According to Avery: The power of a dollar

It seems difficult to believe that I’ve been back in Colorado and working full-time with our B2P team since last fall. My year spent pursuing an MBA at Saïd Business School at the University of Oxford flew by, and I learned so much that I’m excited to now be integrating into our approach to solving the problem of rural isolation at scale. I always knew that our work in transportation infrastructure was unique and compelling, but spending hours each day entrenched in the world of financing, balance sheets, marketing, and strategy shifted my perspective. Over the course of my time with B2P – going on 12 years – I’ve experienced firsthand the impact we create. It’s why I insist potential partners get down to a bridge site…seeing the challenges communities face pre-construction, and the transformative access a bridge creates, is life-altering.

Sitting in the classroom at Oxford, I began to look at safe access as a business proposition. What value were we creating for isolated residents, government transportation agencies, and national economies?

When investors look at buying in to a business, they assess a number of things. How stable is the leadership? Is the company’s performance consistent and reliable? Do you have a unique product with a sizeable market audience? But weighted far more heavily than these things is the rate of return – how much money will you make them? If they invest a dollar, how much will they get paid back?

Charitable investors aren’t all that different from capital investors, when it comes down to it. When you donate a dollar to a cause, you want to believe that dollar has power. It’s creating return, and you’re being paid back, though it may be in a general bettering of society, or a brighter future for your children, rather than money in the bank.

What’s the rate of return on a dollar invested in B2P?

Let’s put some numbers to it. In 2014, we partnered with economists from the University of Notre Dame to complete a randomized controlled trial studying the impact of a footbridge on communities in rural Nicaragua. The results of the study were remarkable: households in communities receiving a bridge saw a 75% increase in farm profits, a 32% increase in labor market income, and a 30% increase in household income, all in a single year. For rural residents living on less than $2.00 a day, this additional income opens the door to new opportunity.

For a typical rural family of five in Rwanda, for example, who lives off of $400 a year, a 30% increase in household income puts an additional $120 in their pockets. When you consider that a B2P footbridge in Rwanda serves an average of 1,500 people, or 300 households, that’s an additional $36,000 in economic activity generated for a community annually. Given the relatively low cost of a B2P-designed footbridge, that’s a rate of return of more than 50%.

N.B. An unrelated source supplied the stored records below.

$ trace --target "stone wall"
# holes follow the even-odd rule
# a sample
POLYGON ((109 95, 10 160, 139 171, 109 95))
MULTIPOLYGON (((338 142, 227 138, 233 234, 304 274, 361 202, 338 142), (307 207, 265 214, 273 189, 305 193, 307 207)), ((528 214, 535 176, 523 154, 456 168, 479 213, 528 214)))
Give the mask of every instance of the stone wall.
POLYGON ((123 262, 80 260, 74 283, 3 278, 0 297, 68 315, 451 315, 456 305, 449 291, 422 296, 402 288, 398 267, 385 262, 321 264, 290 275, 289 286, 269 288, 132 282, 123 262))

In these numbers, I see the people I’ve met on bridge sites around the world. The farmers who are now willing to invest in seed and fertilizer because they’re confident that they can reach the market year-round. The women who seek out jobs in the village center because they no longer worry that they won’t make it home in time to cook dinner for their families. And the parents who now have enough money to pay school fees for their three children.

Behind every financial calculation is real, transformative change for struggling families.

How powerful is your dollar when you invest with B2P? We can give you hard numbers, and they’re pretty compelling. But know that in building safe access for isolated communities, the impact of your contribution ripples out beyond any tangible, calculable analysis. You’ve created opportunity, potential, and freedom, and that’s pay-off you can bank on.